Tuesday, January 21, 2014

In Search of the Garden of Eden

Ever since they were cast out of the Garden of Eden, mankind has been seeking a return to a self-sustaining utopian society based on peace, harmony and communal living. Perhaps at no time in history was this more evident than during the 19th century when hundreds of such societies littered the nation’s landscape, most disappearing within a few years without a trace.

Often led by charismatic leaders with high religious or secular moral ideals, these settlements experimented wildly with different models of government, marriage, labor and wealth. Unfortunately, paradise in the present has always been elusive but that hasn’t stopped people from trying. Seekers attempting to leave behind the conventions and restrictions of traditional society have created self-sustaining communities ranging from groups of tofu-making hippies in rural Virginia to expatriates living in treehouses in the Costa Rican rainforest.

So why have they failed?  For one thing, the bar is constantly being raised. Life in a modest American home today would have been the envy of the Middle Ages.  It seems that humans are not able to maintain a moral, financial or educational equality.  People will always want more, or someone else’s toys.  Competition is a core human quality of “survival of the fittest.” Any land of milk and honey automatically attracts swords and muskets.

Secondly, although acceptance into these societies is often carefully controlled and outsiders are not welcome, internal power grabs are even more poisonous to utopian dreams than external threats.
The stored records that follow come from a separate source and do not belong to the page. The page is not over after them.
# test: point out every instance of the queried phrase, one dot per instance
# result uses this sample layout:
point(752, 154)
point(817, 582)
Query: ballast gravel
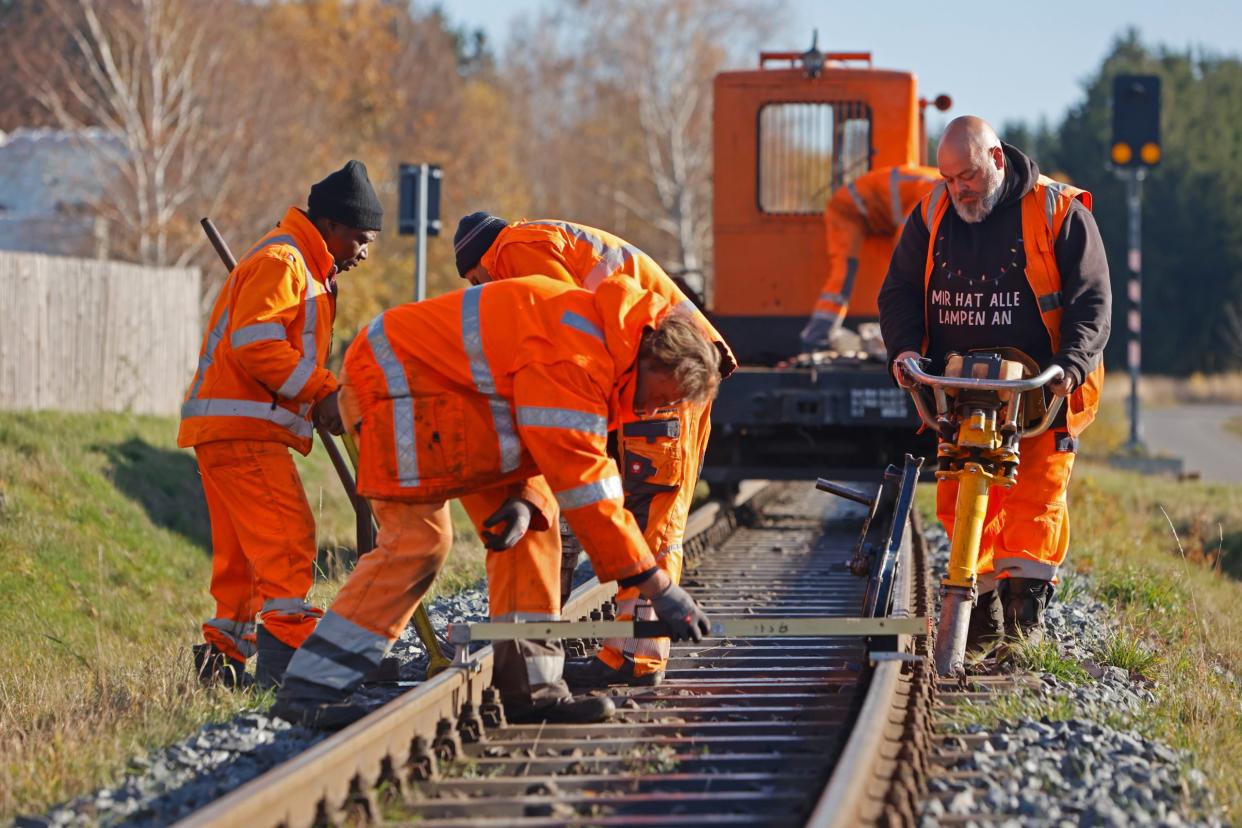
point(1087, 770)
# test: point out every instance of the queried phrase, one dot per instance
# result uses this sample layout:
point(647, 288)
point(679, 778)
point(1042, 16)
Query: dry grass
point(106, 545)
point(1168, 555)
point(1159, 551)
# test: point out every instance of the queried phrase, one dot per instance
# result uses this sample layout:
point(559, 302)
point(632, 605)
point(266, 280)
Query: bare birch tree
point(143, 73)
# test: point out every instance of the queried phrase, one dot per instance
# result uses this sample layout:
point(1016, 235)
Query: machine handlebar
point(939, 384)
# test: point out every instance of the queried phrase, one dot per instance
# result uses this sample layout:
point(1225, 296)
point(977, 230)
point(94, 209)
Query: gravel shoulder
point(1071, 752)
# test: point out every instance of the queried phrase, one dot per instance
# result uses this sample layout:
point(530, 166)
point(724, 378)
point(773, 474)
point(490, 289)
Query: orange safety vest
point(586, 256)
point(1043, 212)
point(261, 363)
point(499, 382)
point(873, 205)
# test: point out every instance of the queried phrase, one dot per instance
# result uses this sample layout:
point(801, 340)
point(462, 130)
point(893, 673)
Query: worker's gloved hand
point(327, 415)
point(899, 374)
point(512, 520)
point(1065, 386)
point(678, 610)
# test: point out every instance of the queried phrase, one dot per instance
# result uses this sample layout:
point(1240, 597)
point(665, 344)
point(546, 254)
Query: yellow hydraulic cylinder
point(968, 526)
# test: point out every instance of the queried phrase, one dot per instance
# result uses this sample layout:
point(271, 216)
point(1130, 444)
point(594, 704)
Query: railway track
point(771, 731)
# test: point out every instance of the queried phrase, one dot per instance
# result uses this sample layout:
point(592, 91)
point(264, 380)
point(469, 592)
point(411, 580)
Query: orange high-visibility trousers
point(1026, 531)
point(262, 544)
point(379, 598)
point(661, 471)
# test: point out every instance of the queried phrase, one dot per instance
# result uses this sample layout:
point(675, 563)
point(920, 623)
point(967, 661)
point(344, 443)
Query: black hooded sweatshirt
point(979, 296)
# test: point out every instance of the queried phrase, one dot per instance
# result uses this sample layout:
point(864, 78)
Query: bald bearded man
point(1010, 258)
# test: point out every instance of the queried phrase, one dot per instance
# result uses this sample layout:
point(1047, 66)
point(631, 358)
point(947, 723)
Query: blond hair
point(677, 346)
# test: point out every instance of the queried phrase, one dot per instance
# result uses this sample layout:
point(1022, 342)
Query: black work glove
point(514, 514)
point(678, 610)
point(327, 415)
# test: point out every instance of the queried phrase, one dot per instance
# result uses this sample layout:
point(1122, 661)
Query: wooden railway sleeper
point(492, 710)
point(422, 765)
point(447, 744)
point(470, 725)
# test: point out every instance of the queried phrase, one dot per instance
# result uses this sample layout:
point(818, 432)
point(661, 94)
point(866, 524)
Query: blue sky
point(1019, 63)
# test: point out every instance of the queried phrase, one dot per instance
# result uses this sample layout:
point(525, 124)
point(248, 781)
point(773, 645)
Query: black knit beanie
point(348, 198)
point(475, 235)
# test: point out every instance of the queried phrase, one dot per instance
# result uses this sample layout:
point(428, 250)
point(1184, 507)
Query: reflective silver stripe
point(344, 634)
point(236, 632)
point(612, 258)
point(857, 199)
point(612, 261)
point(894, 195)
point(544, 669)
point(1051, 195)
point(260, 332)
point(569, 418)
point(1025, 567)
point(933, 202)
point(267, 411)
point(404, 437)
point(581, 323)
point(584, 495)
point(297, 379)
point(1050, 302)
point(481, 371)
point(209, 351)
point(292, 606)
point(283, 238)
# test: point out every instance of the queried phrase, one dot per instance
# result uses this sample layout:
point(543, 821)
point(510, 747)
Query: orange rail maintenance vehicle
point(786, 137)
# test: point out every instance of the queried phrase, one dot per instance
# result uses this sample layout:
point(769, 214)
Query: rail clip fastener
point(912, 658)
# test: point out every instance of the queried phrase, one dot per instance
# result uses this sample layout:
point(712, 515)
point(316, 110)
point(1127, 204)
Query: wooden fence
point(92, 335)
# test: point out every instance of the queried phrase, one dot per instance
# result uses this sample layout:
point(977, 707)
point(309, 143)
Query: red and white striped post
point(1134, 318)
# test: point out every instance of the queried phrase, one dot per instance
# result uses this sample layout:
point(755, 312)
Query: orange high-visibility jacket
point(586, 256)
point(874, 205)
point(261, 364)
point(499, 382)
point(1043, 211)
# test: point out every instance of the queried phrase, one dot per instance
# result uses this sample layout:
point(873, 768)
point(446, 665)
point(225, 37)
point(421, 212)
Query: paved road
point(1195, 433)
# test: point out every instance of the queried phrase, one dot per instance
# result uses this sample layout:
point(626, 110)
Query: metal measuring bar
point(465, 633)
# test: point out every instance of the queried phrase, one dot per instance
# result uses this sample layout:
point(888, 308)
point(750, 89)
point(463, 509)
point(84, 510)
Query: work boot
point(590, 673)
point(273, 659)
point(986, 623)
point(318, 705)
point(214, 667)
point(1024, 601)
point(564, 710)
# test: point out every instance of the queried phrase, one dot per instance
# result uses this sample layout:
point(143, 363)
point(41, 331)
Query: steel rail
point(313, 786)
point(765, 715)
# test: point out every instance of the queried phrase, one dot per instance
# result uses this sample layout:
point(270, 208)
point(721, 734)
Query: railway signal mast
point(419, 214)
point(1135, 149)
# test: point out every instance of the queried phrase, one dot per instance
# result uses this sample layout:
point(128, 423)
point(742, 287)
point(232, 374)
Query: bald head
point(973, 164)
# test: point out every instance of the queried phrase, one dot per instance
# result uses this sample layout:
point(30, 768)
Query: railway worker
point(660, 453)
point(1017, 261)
point(499, 395)
point(870, 209)
point(261, 379)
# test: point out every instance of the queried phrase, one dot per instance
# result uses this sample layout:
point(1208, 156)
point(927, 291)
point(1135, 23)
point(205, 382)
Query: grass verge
point(1166, 556)
point(106, 544)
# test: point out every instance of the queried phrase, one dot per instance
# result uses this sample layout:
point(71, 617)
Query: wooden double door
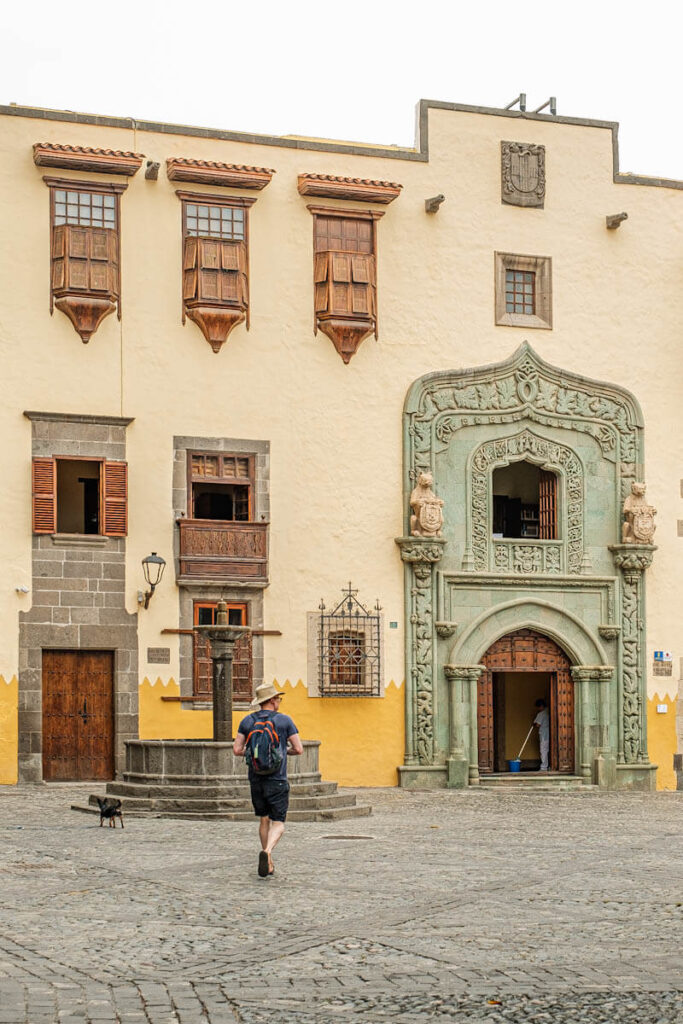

Utopian leadership based on the model of the “benevolent prince” or “philosopher king” is inherently unstable. There are inevitably factions out of power who are unhappy with things. Charismatic leaders typically do not provide successors with anything like their talents. The competition for succession invariably favors not the wise, but the ruthless.

Finally, ideals are constraints, and the more constraints one tries to impose, the less viable the community will be. Since most religious utopias imposed constraints on the members’ worldly desires, they needed a mechanism for self-selection and, thus, exclusion of non-believers. Over time, however, these constraints become weakened through changes in leadership and outside influences and the lines between the society and the outside world become blurred.  In the end, each member must choose his own way.


In my new book, The Stone House Legacy, I will explore this phenomenon in more detail. I will look at the failure of one such settlement through the lens of modern day society. Are we doomed to continue to make the same mistakes in our search for paradise? In James Madison’s view, “If men were angels, no government would be necessary.